At Fa’a a postwoman appeared. Before opening the mail-box she tarried to light a cigarette and to chat with the driver about the new picture at the cinema in Papeete. She commented laughingly on the writers and addressees of the letters, and flirted with a passenger. The former himene-house, which had been the dance-hall of Kelly, the leader of the fish-strike, was vacant, but I heard in imagination the strains of his pagan accordion, and the himene which will never be forgotten by the Tahitians, “Hallelujah! I’m a bum!” Kelly had gone over the water to the jails of the United States, where life is hard for minstrels who sing such droll songs.
In Punaauia, the next district to Fa’a, was a schoolhouse and on it a sign: 2 x 2 = 4.
M. Souvy, a government printer of Tahiti, had given the site out of his humble savings. By the sign, in his blunt way, he struck at education which does not teach the simple necessity of progress—common sense.
“Cela saute aux yeux,” he had said.
He was long dead, but his symbol provoked a question from every new-comer, and kept alive his name and philosophy. I never saw it but I thought of an article I had once written that led to the overturning of the educational system of a country. How all guide-posts point to oneself! Near the school-house, a dozen yards from the salt water, was a native house with a straw roof, a mere old shell, untenanted.
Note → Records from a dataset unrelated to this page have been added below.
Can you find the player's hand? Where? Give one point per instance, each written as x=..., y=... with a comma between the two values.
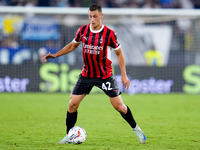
x=125, y=81
x=49, y=55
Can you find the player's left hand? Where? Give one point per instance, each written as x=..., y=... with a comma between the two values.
x=125, y=81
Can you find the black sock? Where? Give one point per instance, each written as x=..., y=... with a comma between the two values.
x=71, y=120
x=129, y=118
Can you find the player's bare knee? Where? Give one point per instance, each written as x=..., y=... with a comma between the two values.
x=121, y=109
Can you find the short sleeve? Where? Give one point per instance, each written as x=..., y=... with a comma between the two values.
x=114, y=43
x=77, y=38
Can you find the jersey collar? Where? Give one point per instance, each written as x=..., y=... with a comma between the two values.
x=96, y=31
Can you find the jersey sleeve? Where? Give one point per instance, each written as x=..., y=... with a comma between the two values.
x=114, y=43
x=77, y=38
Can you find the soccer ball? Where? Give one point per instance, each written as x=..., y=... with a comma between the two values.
x=77, y=135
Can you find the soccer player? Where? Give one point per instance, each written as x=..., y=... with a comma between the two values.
x=97, y=42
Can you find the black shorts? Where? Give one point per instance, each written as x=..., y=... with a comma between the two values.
x=85, y=84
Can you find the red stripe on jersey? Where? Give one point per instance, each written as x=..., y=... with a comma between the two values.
x=95, y=55
x=89, y=58
x=83, y=34
x=103, y=53
x=95, y=51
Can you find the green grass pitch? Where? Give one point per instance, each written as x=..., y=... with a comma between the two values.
x=37, y=121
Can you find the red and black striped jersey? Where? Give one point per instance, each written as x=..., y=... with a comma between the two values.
x=97, y=46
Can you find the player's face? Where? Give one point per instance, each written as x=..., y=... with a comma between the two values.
x=95, y=19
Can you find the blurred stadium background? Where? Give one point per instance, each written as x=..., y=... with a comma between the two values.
x=160, y=40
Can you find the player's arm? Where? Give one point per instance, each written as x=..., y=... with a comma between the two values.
x=65, y=50
x=124, y=78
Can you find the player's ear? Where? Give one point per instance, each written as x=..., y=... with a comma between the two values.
x=101, y=15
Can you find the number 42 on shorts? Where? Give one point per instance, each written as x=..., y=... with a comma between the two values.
x=106, y=86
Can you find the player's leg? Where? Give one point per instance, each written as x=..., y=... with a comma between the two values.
x=124, y=110
x=74, y=103
x=71, y=118
x=81, y=88
x=126, y=113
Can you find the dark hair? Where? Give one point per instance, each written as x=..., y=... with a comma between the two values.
x=95, y=7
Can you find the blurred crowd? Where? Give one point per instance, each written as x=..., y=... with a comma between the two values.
x=185, y=4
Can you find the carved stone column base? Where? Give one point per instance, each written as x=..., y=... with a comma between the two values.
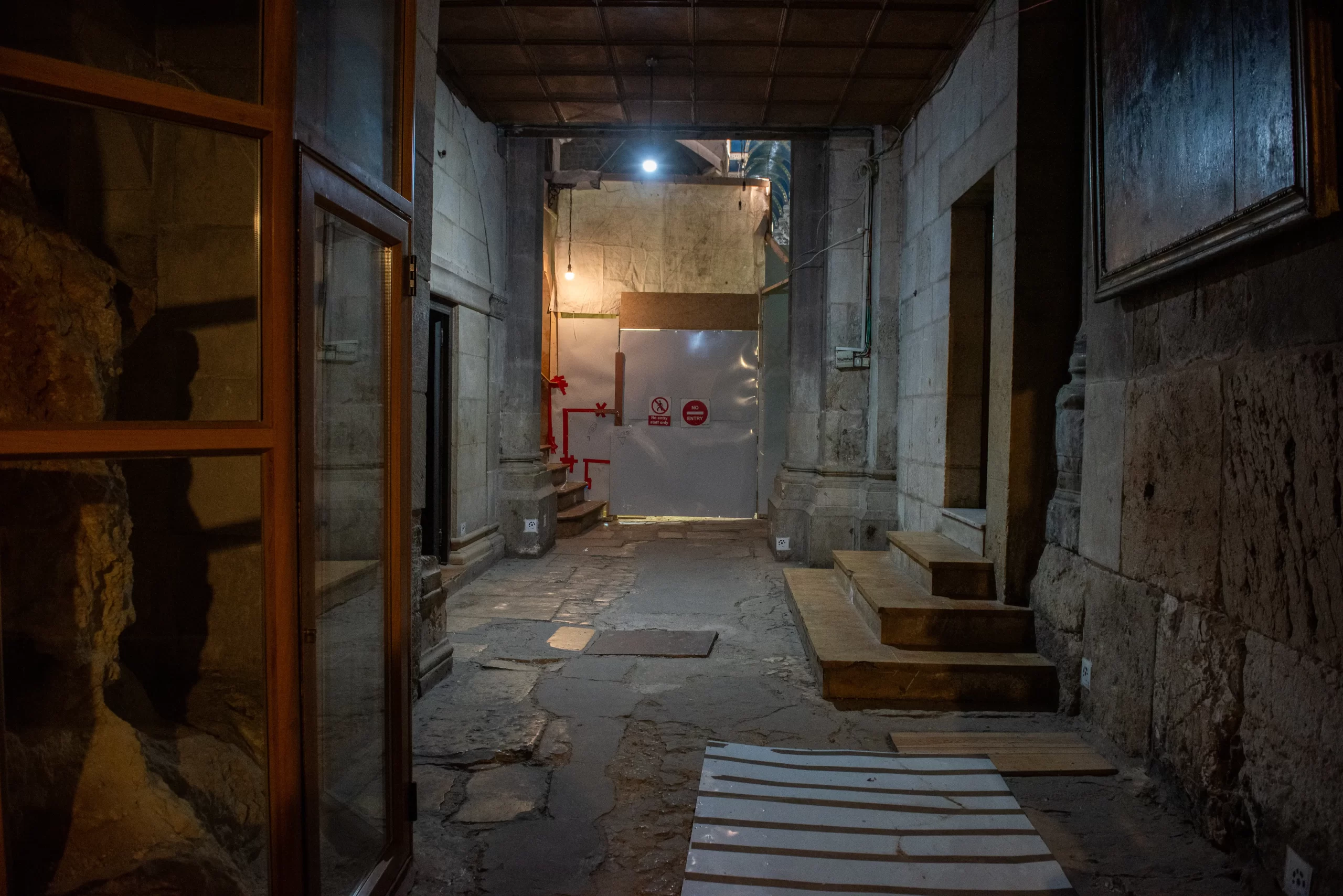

M. Edmond Brault, the government employee and musical composer, a passenger on the diligence, had with him his violin, intending to spend the day in company with it in a grove. He remarked the tumbledown condition of the house, and said:
“I have sat under that toil de chaume, that straw roof, and talked with and played for a painter who was living there quite apart from the world. He was Monsieur Paul Gauguin, and he had a very distingue establishment. The walls of his atelier were covered with his canvases, and in front of the house he had a number of sculptures in wood. That was about 1895, I think. I can see the maitre now. He wore a pareu of red muslin and an undershirt of netting. He said that he adored this corner of the world and would never leave it. He had returned from Paris more than ever convinced that he was not fitted to live in Europe. Yet, mon ami, he ran away from here, and went to the savage Marquesas Islands, where he died in a few years. He loved the third etude of Chopin, and the andante of Beethoven’s twenty-third sonata. You know music says things we would be almost afraid to put in words, if we could. If Flaubert might have written ‘Madame Bovary’ or ‘Salambo’ in musical notes, he would not have been prosecuted by the censor. We musicians have that advantage.”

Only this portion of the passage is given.